Brandoff launched Eleven James, a watch membership program “offering access to curated collections encompassing the latest, most popular, and vintage watch styles.”
Both ventures provide concierges to assist their members in making their picks. In the case of Eleven James, members can wear timepieces for two-month periods and get access to different collections either three or six times a year.
King calls Hautevault.com “the luxury of jewelry and watch rentals.” There are four membership levels allowing rentals of items retailing for between $5,000 and $100,000. If you have a fancy event and you need a show stopper you haven’t worn before, a diamond and pearl necklace that sells for $98,500 can be rented for $2,450 a week. If you want to buy, rental fees are applied to the purchase.

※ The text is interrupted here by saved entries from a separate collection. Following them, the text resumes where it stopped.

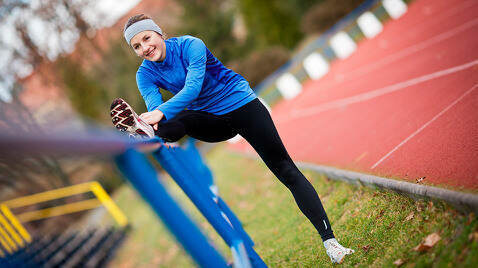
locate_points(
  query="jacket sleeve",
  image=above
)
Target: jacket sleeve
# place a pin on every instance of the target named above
(195, 56)
(149, 91)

King says sites such as Bag Borrow or Steal and Rent the Runway demonstrate how the luxury rental market has expanded beyond jets and villas.
Douglas Gollan, editor-in-chief of Elite Traveler, a magazine distributed globally aboard private jets, says, “Marquis Jet was one of the first companies that made private jet travel a lifestyle choice. Do you get home in time for your kid’s soccer game? Why can’t the family dog come to the house in Aspen? Both these concepts recognize while sometimes buying watches and jewelry like real estate is an investment, other times, like renting a house in the Hamptons, it is a lifestyle decision where one doesn’t want to have to think about future valuations.”
Brandoff and King think there is plenty of room in the luxury rental market. King says it’s in its “infancy.”